A week ago, Britain woke up to a shock result from the EU referendum.
Many commentators thought it would be close, but it was expected that the Remain campaign would win in the end.
The turnout numbers locally and nationally were the highest they had been for 20 years, suggesting that people who had not voted for a long time – and many who had never voted before – had decided that they wanted their say.
Democracy would still appear to be popular then; politicians – and particularly those in Westminster – not so well-revered.
The verdict was clear: Leave. Brexit had triumphed.
UKIP leader Nigel Farage made the most of his moment; his supporters clearly delighted.
Much had been made of the fact that this was a “once-in-a-lifetime opportunity”.
The people of Britain, the people of Mansfield and Ashfield, took this opportunity and told their leaders they wanted change; they wanted to leave the EU, they wanted immigration to be curbed, they wanted more money to be spent on their NHS, their schools and their communities.
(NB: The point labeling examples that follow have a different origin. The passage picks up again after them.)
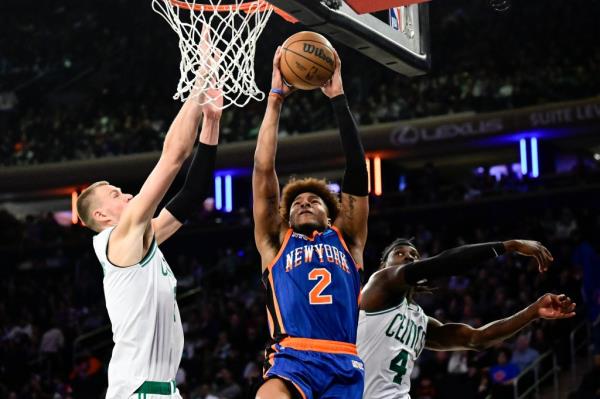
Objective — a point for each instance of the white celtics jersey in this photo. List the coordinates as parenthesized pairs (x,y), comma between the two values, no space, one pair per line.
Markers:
(145,320)
(389,343)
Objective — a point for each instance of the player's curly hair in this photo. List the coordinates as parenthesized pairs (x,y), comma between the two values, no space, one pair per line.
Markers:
(308,185)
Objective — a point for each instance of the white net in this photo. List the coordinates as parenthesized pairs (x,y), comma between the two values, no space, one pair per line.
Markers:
(217,43)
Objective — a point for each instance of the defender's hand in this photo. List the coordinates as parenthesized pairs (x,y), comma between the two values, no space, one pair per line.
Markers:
(551,306)
(213,108)
(276,78)
(534,249)
(334,86)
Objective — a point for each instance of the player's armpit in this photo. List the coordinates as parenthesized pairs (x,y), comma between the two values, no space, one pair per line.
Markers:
(268,224)
(126,246)
(164,226)
(352,219)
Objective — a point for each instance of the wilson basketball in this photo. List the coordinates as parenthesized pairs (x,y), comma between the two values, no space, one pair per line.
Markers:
(307,60)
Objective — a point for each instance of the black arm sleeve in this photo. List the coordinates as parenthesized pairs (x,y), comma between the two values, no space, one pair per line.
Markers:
(355,176)
(452,262)
(196,185)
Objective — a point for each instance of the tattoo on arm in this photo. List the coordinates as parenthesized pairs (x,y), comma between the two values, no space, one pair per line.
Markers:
(272,203)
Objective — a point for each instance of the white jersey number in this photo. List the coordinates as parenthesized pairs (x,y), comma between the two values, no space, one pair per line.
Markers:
(315,296)
(398,365)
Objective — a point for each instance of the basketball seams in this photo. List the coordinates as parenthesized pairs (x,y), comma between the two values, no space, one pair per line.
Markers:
(287,48)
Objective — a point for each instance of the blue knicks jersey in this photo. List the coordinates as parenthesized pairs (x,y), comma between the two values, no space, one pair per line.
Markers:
(313,288)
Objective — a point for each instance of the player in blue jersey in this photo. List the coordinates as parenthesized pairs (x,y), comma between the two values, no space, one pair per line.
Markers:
(311,247)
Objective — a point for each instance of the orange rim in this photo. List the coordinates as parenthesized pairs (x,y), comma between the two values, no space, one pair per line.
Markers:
(249,7)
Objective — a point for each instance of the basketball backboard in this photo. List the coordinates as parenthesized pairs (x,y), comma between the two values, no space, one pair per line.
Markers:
(397,37)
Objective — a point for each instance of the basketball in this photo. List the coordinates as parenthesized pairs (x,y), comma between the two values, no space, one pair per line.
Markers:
(307,60)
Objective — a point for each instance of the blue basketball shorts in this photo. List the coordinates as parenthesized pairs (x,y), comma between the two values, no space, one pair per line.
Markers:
(317,375)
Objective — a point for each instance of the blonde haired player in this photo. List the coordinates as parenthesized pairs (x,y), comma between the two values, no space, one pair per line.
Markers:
(139,285)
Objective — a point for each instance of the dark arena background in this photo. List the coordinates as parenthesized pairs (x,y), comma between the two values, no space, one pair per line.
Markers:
(499,140)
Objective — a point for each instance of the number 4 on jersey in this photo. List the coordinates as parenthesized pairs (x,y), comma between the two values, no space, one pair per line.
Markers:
(398,364)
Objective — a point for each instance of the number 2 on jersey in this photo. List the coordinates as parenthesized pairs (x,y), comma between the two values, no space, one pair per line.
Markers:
(315,296)
(398,364)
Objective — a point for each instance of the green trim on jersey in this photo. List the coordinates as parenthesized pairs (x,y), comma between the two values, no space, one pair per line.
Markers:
(386,310)
(156,388)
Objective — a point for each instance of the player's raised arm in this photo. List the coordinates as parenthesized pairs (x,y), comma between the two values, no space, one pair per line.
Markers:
(352,219)
(199,174)
(457,336)
(268,226)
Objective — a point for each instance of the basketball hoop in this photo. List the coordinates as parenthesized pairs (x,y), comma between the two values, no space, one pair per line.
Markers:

Deep-rooted divisions were revealed for not only the nation, but the wider world to see.
Brexit will need to address these issues to re-unite the country.
The question is, what happens now?
David Cameron has resigned, Labour leader Jeremy Corbin looks unlikely to remain in the long run, so the political situation is unstable.
This, as we know, is not good for the economy – so it needs to be sorted quickly, as we need a strong team to conduct the Brexit negotiations.
As football fans know, a strong team is needed for success – not a collection of individuals.